Politica

Sicilia, Musumeci lo definiva “un carrozzone”: ora alla guida dell’Esa piazza il presidente del suo movimento e marito della sua deputata

Il presidente della Regione nel 2018 diceva che l'Ente di sviluppo agricolo è "l'ultimo carrozzone della Prima Repubblica”, adesso ha scelto di affidare la presidenza a Giuseppe Catania: un passato da deputato regionale in quota Forza Italia durante il primo governo di Totò Cuffaro e attuale numero uno di Diventerà Bellissima. Nonché marito di Giusy Savarino, attuale deputata regionale sempre nella lista del governatore

Prima lo aveva definito “un carrozzone”, un retaggio della Prima Repubblica da eliminare. Ora invece ci piazza il marito della sua deputata regionale. Il presidente della Regione Sicilia, Nello Musumeci, affida a Giuseppe Catania la presidenza dell’Esa, ente nato a metà anni Sessanta per l’attuazione della riforma agraria ma da decenni ormai ridotto a carrozzone della politica. Così lo aveva definito Musumeci quando nel 2013 faceva opposizione a Rosario Crocetta. Sarà “l’ultimo carrozzone della Prima Repubblica”, aveva promesso invece nel 2018, quando la sua maggioranza era alle prese con i primi grattacapi legati alla legge finanziaria. Poi ha cambiato idea. Catania, 60enne di Palermo, non solo ha un passato da deputato regionale in quota Forza Italia durante il primo governo di Totò Cuffaro, ma è anche l’attuale presidente di Diventerà Bellissima, il movimento di Musumeci che, in vista delle future elezioni politiche, potrebbe federarsi con la Lega di Salvini. Non solo, Catania è infine marito di Giusy Savarino, attuale deputata regionale di Diventerà Bellissima.

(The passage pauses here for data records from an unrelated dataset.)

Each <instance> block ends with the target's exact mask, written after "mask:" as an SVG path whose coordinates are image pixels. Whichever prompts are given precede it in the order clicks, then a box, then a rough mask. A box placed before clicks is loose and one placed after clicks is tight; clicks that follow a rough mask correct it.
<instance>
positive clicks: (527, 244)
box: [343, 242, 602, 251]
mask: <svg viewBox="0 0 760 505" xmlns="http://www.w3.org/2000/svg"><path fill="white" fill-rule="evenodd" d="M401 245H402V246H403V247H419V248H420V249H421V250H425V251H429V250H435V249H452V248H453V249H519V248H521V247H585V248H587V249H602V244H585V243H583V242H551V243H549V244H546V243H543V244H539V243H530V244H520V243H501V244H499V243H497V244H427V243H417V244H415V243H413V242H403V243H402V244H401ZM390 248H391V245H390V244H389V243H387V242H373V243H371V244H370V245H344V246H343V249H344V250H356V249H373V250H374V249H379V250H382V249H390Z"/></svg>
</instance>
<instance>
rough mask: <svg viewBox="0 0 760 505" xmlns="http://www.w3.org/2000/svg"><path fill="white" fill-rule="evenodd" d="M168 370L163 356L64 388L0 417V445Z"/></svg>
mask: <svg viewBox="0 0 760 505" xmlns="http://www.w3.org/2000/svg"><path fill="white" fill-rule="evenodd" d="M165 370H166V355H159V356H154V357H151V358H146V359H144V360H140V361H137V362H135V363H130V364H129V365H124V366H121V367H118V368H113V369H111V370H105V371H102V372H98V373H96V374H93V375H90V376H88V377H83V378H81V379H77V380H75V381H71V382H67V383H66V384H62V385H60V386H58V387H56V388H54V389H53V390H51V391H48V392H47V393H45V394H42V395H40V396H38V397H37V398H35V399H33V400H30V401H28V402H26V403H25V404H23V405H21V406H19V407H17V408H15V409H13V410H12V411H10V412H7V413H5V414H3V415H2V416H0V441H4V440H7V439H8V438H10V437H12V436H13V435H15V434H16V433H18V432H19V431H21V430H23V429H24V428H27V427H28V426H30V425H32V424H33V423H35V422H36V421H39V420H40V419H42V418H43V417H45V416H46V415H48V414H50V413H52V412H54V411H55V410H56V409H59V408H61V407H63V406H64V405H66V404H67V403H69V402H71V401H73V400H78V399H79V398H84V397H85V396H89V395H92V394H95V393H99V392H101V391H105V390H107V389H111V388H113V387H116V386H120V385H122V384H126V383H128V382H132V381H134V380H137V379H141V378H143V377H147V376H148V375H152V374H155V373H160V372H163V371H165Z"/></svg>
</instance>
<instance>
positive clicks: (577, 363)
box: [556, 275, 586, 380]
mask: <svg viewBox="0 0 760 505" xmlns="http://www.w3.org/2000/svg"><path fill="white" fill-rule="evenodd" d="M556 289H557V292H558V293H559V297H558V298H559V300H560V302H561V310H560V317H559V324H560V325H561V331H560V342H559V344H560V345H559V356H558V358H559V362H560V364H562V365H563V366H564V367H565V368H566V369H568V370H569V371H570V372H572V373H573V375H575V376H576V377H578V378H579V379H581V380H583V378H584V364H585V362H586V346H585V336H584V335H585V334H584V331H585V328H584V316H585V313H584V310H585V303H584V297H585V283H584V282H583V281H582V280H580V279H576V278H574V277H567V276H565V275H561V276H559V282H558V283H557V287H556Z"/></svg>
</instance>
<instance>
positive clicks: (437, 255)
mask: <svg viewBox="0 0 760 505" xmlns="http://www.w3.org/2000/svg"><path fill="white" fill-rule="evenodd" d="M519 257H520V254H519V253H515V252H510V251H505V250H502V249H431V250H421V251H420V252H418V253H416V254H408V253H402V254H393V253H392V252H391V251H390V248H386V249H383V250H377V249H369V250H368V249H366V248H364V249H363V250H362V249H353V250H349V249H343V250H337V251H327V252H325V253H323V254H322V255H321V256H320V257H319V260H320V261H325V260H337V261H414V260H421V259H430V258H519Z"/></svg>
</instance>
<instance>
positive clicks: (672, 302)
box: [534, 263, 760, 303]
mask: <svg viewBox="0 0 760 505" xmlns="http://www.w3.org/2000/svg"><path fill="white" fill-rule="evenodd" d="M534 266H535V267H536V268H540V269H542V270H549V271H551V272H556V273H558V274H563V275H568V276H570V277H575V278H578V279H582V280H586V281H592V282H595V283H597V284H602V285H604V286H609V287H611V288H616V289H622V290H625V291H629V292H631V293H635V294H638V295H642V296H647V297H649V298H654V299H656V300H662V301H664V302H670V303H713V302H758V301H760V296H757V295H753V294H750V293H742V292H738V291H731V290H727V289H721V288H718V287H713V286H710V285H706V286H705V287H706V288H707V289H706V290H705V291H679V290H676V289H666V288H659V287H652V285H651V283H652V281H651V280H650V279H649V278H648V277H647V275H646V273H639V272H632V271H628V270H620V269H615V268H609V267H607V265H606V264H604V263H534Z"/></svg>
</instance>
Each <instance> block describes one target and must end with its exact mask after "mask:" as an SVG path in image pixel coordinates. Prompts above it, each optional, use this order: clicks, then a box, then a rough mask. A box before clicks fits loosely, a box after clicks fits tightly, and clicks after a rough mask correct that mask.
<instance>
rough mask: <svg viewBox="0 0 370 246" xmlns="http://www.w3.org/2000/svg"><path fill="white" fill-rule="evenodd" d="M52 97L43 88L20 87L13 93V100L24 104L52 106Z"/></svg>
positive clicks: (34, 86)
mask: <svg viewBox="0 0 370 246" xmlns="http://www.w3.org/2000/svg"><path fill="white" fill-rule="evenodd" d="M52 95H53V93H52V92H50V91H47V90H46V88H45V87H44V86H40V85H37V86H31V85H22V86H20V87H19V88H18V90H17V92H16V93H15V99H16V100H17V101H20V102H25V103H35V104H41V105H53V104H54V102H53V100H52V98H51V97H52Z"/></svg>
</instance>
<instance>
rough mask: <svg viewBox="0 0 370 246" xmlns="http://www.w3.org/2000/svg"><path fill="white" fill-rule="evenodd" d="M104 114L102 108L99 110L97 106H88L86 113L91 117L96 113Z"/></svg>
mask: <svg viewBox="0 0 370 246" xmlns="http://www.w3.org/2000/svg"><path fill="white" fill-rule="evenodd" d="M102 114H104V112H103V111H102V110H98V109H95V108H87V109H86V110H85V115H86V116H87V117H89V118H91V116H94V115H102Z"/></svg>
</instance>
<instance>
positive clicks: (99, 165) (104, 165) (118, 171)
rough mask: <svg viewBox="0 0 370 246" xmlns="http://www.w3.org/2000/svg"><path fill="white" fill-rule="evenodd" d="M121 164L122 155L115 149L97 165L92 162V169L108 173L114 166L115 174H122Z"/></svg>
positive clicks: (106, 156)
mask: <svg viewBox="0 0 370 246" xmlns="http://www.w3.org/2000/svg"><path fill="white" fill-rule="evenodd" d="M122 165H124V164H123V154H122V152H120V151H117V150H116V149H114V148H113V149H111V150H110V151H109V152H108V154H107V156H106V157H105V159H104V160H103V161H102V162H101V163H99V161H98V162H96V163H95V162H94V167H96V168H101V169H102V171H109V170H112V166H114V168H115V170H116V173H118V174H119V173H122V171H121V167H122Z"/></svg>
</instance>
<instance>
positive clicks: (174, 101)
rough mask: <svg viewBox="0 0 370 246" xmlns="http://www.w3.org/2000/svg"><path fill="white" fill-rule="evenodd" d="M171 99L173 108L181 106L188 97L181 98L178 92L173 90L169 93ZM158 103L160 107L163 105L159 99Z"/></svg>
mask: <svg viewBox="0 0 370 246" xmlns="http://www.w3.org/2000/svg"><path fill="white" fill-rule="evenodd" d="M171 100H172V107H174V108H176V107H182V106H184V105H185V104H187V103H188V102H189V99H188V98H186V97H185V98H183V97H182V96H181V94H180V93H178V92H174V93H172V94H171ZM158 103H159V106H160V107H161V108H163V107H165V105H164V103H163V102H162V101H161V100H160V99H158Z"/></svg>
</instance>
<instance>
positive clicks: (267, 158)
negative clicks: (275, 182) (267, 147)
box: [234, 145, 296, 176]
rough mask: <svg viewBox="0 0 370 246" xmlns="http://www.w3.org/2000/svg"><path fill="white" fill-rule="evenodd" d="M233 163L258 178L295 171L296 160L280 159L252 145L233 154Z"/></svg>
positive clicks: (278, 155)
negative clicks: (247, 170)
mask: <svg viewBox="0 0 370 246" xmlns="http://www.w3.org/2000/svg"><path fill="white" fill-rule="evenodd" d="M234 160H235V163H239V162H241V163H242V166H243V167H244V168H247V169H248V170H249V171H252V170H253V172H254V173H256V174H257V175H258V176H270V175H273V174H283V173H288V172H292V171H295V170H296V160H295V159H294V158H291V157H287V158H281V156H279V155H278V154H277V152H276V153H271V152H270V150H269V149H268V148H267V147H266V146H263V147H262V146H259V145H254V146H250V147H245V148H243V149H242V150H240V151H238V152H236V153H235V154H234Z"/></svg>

La sua designazione è stata esaminata, nei giorni scorsi, dalla commissione Affari istituzionali dell’assemblea regionale, dopo che i deputati di recente hanno ottenuto il diritto di dare un parere, seppur non vincolante, sulle nomine governative. A votare contro Catania – il cui profilo non è stato ritenuto adeguato anche per la mancanza di un titolo di studio superiore al diploma – sono stati cinque esponenti dell’opposizione, tra Movimento 5 stelle e Partito democratico. Mentre il sì è arrivato da altrettanti componenti della maggioranza. Unica astenuta – dopo avere in un primo tempo votato no – la deputata Elena Pagana (ex M5s e oggi esponente di Attiva Sicilia, formazione che sin dalla nascita si dimostrata meno oltranzista dei grillini nei confronti di Musumeci). In ogni caso per bocciare la nomina sarebbero serviti almeno sette voti.

La nomina di Catania, che contattato dal Fatto Quotidiano si è detto impegnato per potere rilasciare una dichiarazione, è stata formalizzata con un decreto dell’assessore all’Agricoltura Edy Bandiera. Il provvedimento è arrivato in un momento particolare per l’Esa. L’ente, che in Sicilia ha rappresentato in passato il porto d’approdo per logiche clientelari specialmente nel settore della meccanizzazione, dove sono impiegati centinaia di operai stagionali alla stregua dei più famosi forestali, negli ultimi mesi è stato segnato dalla decadenza del consiglio d’amministrazione.

La decisione, presa proprio dall’assessore Bandiera, è legata all’applicazione di una legge regionale del 2017 che prevede la venuta meno degli organi di amministrazione degli enti regionali nel caso in cui non riescano ad adottare il rendiconto generale entro il 30 giugno dell’anno successivo. Sostanzialmente una norma nata per contrastare l’inerzia di consiglieri e presidenti, ma che nel caso dell’Esa potrebbe celare anche altro. Tra i corridoi dell’Ente di sviluppo agricolo c’è chi sostiene infatti che l’estromissione dal consiglio d’amministrazione dei due referenti delle organizzazioni di categoria e del movimento cooperativo possa essere figlia anche a una querelle nata dalla richiesta di chiarimenti sul bando per la nomina del direttore generale. L’incarico attualmente è ricoperto, nelle vesti di commissario ad acta, dal capo di gabinetto dell’assessore Bandiera, Nicolò Calderone. Le frizioni emerse dopo tali osservazioni avrebbero raggelato i rapporti tra consiglio d’amministrazione e vertici del governo, dopo due anni in cui gli stessi componenti del cda erano riusciti a smaltire un arretrato pari a quasi un decennio di bilanci non approvati. Insomma, come nella Prima Repubblica.